A blog experiment by Brad Mills.


Creating a buzz about Scrabble

Typically I segregate the various parts of my life. Somewhere along the way I decided that certain people simply weren't interested in certain things, so there was no need for me to bore them by bringing those things up. Silo-esque and inside the box thinking at its finest.

I'm starting to form another opinion in that area, though, and that opinion is: Fuck that shit. People are going to filter naturally, so there's really no need for me to; and there's no way for me to know what's going to strike someone's fancy. I have no problem being a catalyst and facilitator, and if a few folks expand their horizons at the cost of a few others bring bored, well, so be it.

So with that in mind, I'm going to do something I rarely do here. I'm going to talk about Scrabble just a little bit. The WV Scrabble Blog is where that topic usually goes, but that blog has been neglected to the point of irrelevance, and like I said, I want to possibly expand some horizons. And this isn't going to become a frequent topic here or anything, so don't worry about that. (I do reserve the right to revise that statement.)

I ran the 6th Annual West Virginia Scrabble Tournament this weekend, which pulled in 45 players from ten different states. The total tournament prize pool was almost $2500. Not huge money in the grand scheme of things, but nothing to sneeze at. It's not the biggest event I've run but it's definitely not the smallest either. It ran smoothly and with very few incidents — that's the way I like it, that's the way most players like it, and I work my ass off to make that manifest.

By my estimates, Charleston businesses picked up close to $5600 from this one event. Again: not huge money in the grand scheme of things, but nothing to sneeze at.
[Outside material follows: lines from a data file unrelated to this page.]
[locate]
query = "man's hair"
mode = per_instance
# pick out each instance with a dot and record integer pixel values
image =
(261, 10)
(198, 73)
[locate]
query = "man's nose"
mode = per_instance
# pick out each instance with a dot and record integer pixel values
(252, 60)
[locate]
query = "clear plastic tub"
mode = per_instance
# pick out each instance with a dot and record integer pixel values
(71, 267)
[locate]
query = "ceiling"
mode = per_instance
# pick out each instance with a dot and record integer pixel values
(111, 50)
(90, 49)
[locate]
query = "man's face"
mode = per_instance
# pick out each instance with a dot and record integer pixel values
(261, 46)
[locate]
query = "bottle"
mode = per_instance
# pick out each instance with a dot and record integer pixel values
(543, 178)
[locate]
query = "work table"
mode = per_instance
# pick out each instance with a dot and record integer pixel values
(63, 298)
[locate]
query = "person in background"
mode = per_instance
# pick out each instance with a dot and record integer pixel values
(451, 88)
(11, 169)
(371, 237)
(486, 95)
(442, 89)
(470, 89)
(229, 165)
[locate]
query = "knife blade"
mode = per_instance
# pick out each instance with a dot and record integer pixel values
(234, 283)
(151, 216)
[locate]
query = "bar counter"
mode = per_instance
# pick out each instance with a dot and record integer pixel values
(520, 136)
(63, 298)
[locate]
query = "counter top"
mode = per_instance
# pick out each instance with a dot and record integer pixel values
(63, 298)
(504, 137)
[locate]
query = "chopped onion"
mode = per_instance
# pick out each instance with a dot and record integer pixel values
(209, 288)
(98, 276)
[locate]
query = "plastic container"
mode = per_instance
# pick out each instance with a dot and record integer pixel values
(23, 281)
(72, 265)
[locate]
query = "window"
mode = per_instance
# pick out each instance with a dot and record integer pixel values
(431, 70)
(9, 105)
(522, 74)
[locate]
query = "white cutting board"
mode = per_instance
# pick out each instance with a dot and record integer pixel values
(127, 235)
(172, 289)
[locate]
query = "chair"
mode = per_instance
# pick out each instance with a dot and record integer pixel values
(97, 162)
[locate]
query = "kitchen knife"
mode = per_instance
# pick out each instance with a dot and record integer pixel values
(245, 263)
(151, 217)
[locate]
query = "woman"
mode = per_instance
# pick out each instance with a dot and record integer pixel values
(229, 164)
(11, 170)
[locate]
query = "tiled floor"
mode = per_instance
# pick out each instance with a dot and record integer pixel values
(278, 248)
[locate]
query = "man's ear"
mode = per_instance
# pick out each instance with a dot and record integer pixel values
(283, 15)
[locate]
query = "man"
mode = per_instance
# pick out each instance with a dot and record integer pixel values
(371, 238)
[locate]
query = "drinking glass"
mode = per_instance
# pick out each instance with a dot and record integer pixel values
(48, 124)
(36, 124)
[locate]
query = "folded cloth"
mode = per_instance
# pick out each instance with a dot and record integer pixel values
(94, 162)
However, it was a big weekend on a lot of different fronts. I landed — with some help — a radio interview to publicize the event (which is a first for me). At some point during the weekend, there was discussion (with someone who could probably make it happen) of a "Scrabble school" program getting started through the Kanawha County Library where people can come learn a few basics and some strategy. The club in Lexington, KY (which has had a somewhat rocky history) is interested in doing some kind of matchup with our club in the near future, something I've wanted to set up for several years. And finally, there might be a college-level course offered nearby (won't say where yet) in Spring 2012 on how competitive Scrabble relates to mental function while touching on other topics related to the game and getting the students to participate in actual club and tournament settings.

Interesting developments all, quite a few opportunities for growth, and lots of good publicity. The stars were definitely in alignment. The trick now will be capturing that momentum and going with it.

While the tournament was going on, several conference rooms next to ours were occupied by the Charleston Rose Society. I peeked into these other rooms a couple of times, and sure enough, there were roses all over the place... tables and tables and tables of them. And I kept thinking to myself, "There's really that much buzz about roses?" Apparently so — I had no idea.

I don't know how much buzz there can be about Scrabble, but it seems like it's a great time to try some things and see what happens.